Wednesday, November 16, 2016

Stanford CSP. Business 152. Innovation Timing. Session 1, Quiz 1.


Timing is critical for innovation success. Sometimes, companies introduce new products and services when it’s too late. For example, neither Google+ nor Microsoft smartphone succeeded, despite their respective companies putting major resources behind them, both in money and development efforts.

On the other extreme, some innovations fail because they seem to appear too early. Social networks Friendster and Livejournal started gaining traction in the early 2000s, but never got to the scale of Facebook. Similarly, WebTV started in 1995, with the intent to provide users with a broad range of content over the Internet. In almost two decades that followed, the company burned through hundreds of millions of dollars, went through a major acquisition, but failed in the very same marketplace where NetFlix and other video streaming services managed to succeed a few years later.
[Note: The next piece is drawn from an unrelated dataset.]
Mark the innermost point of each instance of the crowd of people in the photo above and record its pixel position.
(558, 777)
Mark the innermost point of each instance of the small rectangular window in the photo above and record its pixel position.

Finally, certain products and services had perfect timing. For example, Gmail and Youtube spread like a California wildfire. The Apple iPhone succeeded where Apple Newton failed.

In preparation for the course, please answer the following questions:

1. List 2-3 novel products or services in each of the timing categories:
a) too late;
b) too early;
c) just perfect.

2. (Optional). Pick one example from the list and explain your reasoning with regard to innovation timing. Mention at least 3 factors that played a role in the success or failure of the innovation.